As you can see, Kimchi and Pancakes aren’t Italian at all, but they still appear because the robot ranks everything by distance.

Using Thresholds

If we don’t want unrelated results (like Kimchi when asking for Italian food), we can use the threshold parameter.

For example, setting threshold=0.2 means we only get recipes with a distance less than 0.2.

Now the results are:

  • Risotto → 0.1714

  • Spaghetti Carbonara → 0.1807

  • Ratatouille → 0.1877

Ratatouille is technically French, but it’s still closer to “Italian food” than Kimchi or Pancakes. Looks like we need more Italian recipes in our dataset!

Limiting Results

Finally, if we just want a specific number of results, no matter their distance, we can use the searchLimit parameter (later we are going to see it in action in our example).

For example, searchLimit=3 will always return the 3 closest matches to the query.

Later, we’ll see how this parameter becomes very useful in our AI-Powered Search.

Post version for very large query

Sometimes your query or prompt might be too long to comfortably send in the URL. For those cases, we also have a POST endpoint, which is very handy.

Instead of passing everything as query parameters, we send the request body as JSON. For example, the previous request in POST form would look like this:

{

  "indexName": "Recipe Index",

  "threshold": 0.2,

  "prompt":"I would like a Italian recipe"

}

AI-Powered Search

Let’s update our widget to hit the Endpoint, go back to Content Types and open the AI-Powered Search Widget.  Open the Widget Code attribute and replace just the section between the <script> tags with the follow code:


<script>

    /**

     * Main entry function to search recipes.

     * - Displays a loading message while waiting for server response.

     * - Calls the API to fetch recipes based on user input.

     * - Renders the recipes in the page.

     */

    async function searchRecipes() {

        // Get the container where recipes will be shown

        const recipesContainer = document.getElementById('recipes');


        // Show a temporary "loading" message

        recipesContainer.innerHTML = 'Loading recipes…';


        // Send the request to the backend and wait for recipes

        const recipes = await sendRequest();


        // Display the recipes on the page

        showRecipes(recipes);

    }


    /**

     * Sends a GET request to the backend AI search endpoint.

     * - Builds a URL with query params: the search input and max number of results.

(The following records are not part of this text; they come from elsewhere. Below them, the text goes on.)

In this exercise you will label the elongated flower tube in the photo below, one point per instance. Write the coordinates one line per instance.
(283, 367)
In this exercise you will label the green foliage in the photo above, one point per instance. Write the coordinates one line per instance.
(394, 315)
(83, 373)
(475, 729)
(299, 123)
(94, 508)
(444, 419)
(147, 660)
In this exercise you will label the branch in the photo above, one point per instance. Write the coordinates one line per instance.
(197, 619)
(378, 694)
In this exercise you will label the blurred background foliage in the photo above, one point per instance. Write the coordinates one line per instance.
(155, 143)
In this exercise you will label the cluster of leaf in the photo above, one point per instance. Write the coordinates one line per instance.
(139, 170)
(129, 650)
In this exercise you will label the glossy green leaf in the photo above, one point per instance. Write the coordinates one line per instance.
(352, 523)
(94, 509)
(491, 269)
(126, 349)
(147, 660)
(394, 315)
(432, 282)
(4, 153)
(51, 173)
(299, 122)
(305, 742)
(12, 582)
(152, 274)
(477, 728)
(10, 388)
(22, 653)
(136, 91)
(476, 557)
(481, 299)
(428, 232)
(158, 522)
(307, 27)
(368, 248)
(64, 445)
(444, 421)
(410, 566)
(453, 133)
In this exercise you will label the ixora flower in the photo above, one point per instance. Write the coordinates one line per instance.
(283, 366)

     * - Fetches data from the API.

     * - Returns only the dotCMSResults array from the JSON response.

     * 

     * @returns {Promise<Array>} List of recipes

     */

    async function sendRequest(){

        // Create a URL pointing to the API endpoint

        const url = new URL('/api/v1/ai/search', window.location.origin);



        // Add query params: user input and result limit

        url.searchParams.set('query', searchInput.value);  // searchInput is assumed to be an <input> field

        url.searchParams.set('indexName', 'Recipe Index');  //If we don't set indexName it is default

        url.searchParams.set('searchLimit', 3);            // limit results to 3 recipes


        // Call the API using fetch

        const res = await fetch(url.toString(), { method: 'GET' });


        // Handle errors: if server response is not OK (status >= 400)

        if (!res.ok) {

            throw new ErrorServer returned ${res.status});

        }


        // Parse JSON response

        const data = await res.json();


        // Return only the recipes list from response

        return data.dotCMSResults;

    }



    /**

     * Renders a list of recipes in the page.

     * - Clears the container first.

     * - Creates a card for each recipe with title, ingredients, preparations, and description.

     * 

     * @param {Array} recipes - List of recipe objects to display

     */

    function showRecipes(recipes){

        // Get the container (make sure it's available globally here)

        const recipesContainer = document.getElementById('recipes');


        // Clear previous results

        recipesContainer.innerHTML = '';


        // Loop through recipes and build UI

        for (const recipe of recipes) {

            // Create a card container for each recipe

            const card = document.createElement('div');

            card.className = 'recipe-card'; // CSS class for styling


            // Add recipe title

            card.innerHTML = <h3>${recipe.title}</h3>;


            // Add ingredients

            card.innerHTML += `

                <p><strong>Ingredients:</strong> ${recipe.ingredients}</p>

            `;


            // Add preparation steps

            card.innerHTML += `

                <p><strong>Preparation:</strong> ${recipe.preparations}</p>

            `;


            // Add description

            card.innerHTML += `

                <p><strong>Description:</strong> ${recipe.description}</p>`;



            // Append the card into the container

            recipesContainer.appendChild(card);

        }

    }

</script>

As you can see, we are calling the endpoint with the searchLimit parameter to return only 3 results. The query parameter is filled with whatever you type in the input field.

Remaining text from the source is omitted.